When we write a differential, we should know in advance which are the independent variables the function we differentiate depends on and there is no substitute for it coming from formal manipulations.

Actually, the issue of the independent variables $F$ depends on, has to be solved much before writing differentials: it is the definition $F=U-TS$ which is there for the purpose of encoding the same information contained in $U(S,V)$ into a function of $T=\frac{\partial{U}}{\partial{S}},V$. This is a problem which is solved through a Legendre transform$^*$: $$ F(T,V) = U(S(T,V),V)-TS(T,V) $$ where, I have put explicitly the way each quantity has to be interpreted from the mathematical point of view instead as using the sloppy notation $F=U-TS$ often used in the practice. The function $S(T,V)$ is obtained by using the inverse function theorem in connection with the definition $T=\frac{\partial{U}}{\partial{S}}(S,V)$.

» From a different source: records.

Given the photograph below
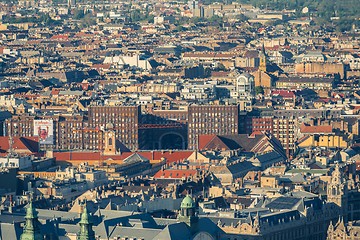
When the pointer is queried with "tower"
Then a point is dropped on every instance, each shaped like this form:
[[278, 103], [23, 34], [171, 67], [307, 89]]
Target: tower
[[32, 225], [86, 232], [263, 59], [337, 191], [188, 213], [110, 144]]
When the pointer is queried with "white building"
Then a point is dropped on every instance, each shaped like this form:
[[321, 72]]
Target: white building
[[244, 86]]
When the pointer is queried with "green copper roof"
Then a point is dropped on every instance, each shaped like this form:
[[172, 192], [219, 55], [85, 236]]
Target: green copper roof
[[85, 216], [31, 228], [187, 202]]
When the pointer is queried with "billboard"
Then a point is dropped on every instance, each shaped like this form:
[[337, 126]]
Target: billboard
[[44, 129]]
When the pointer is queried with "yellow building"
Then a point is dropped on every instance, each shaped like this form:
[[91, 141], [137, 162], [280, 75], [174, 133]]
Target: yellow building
[[330, 141]]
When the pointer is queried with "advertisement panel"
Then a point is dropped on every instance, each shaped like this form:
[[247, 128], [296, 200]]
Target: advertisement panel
[[44, 129]]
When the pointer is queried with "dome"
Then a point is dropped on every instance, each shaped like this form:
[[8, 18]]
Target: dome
[[187, 202]]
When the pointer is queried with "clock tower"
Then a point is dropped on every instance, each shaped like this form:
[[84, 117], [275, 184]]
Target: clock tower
[[110, 144]]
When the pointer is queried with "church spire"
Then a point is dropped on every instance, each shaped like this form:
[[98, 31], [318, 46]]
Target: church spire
[[86, 232], [32, 228], [263, 59]]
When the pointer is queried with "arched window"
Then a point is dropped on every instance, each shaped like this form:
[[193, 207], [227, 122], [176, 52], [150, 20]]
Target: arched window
[[334, 191]]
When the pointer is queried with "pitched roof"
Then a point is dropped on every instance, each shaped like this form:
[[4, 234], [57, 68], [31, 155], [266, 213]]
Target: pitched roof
[[316, 129], [20, 143], [211, 142]]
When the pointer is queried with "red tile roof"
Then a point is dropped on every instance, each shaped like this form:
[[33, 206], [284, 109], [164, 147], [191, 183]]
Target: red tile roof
[[175, 174], [283, 93], [170, 156]]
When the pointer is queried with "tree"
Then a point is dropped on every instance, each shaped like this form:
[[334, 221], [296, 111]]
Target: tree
[[259, 90]]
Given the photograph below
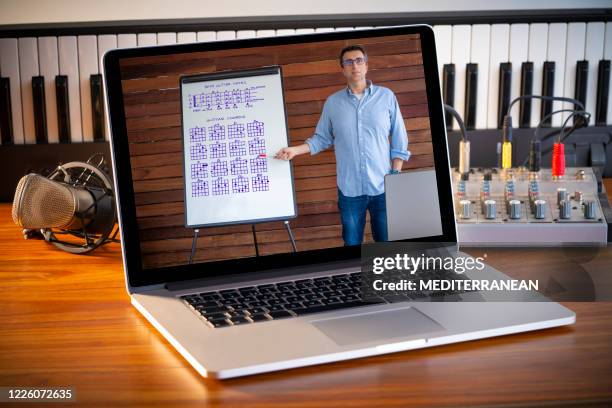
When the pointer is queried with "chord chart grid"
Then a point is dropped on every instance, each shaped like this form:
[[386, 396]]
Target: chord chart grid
[[216, 132], [240, 185], [255, 128], [260, 183], [257, 146], [235, 130], [237, 148], [218, 150], [239, 166], [199, 188], [198, 152], [216, 100], [199, 170], [197, 134], [220, 186], [258, 165], [218, 168]]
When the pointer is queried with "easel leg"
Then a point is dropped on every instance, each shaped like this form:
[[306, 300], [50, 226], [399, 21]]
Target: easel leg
[[196, 233], [291, 236]]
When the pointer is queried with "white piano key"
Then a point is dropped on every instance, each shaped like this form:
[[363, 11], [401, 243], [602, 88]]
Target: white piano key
[[557, 34], [206, 36], [88, 65], [444, 38], [226, 35], [127, 41], [48, 60], [245, 34], [9, 68], [69, 66], [266, 33], [538, 43], [518, 53], [166, 38], [460, 56], [28, 67], [186, 37], [608, 56], [574, 52], [147, 39], [105, 43], [481, 37], [593, 53], [500, 37]]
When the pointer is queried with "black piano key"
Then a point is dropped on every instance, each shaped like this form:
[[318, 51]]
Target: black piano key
[[582, 76], [6, 120], [40, 112], [548, 89], [526, 89], [97, 107], [603, 92], [448, 90], [471, 92], [505, 86], [63, 108]]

Once all this is clear, one can even use the formal manipulation reported in the textbook, but without possibility of confusion about how many and which variables $F$ depends on.

A different way to see why formal manipulations alone are not enough could be the following. Let's assume that we would define $$ F(S,V) = U(S,V) -ST(S,V) $$ where $T=\frac{\partial{U}}{\partial{S}}(S,V)$. With the same formal manipulation one could "prove" that $F$ is again a function of $T$ and $V$, although we have clarly introduced a function of $S$ and $V$. And only on the basis of such previous knowledge, we can correctly interpret in this case $dT$ as the differential of a function of $S$ and $V$ instead as an independent variable.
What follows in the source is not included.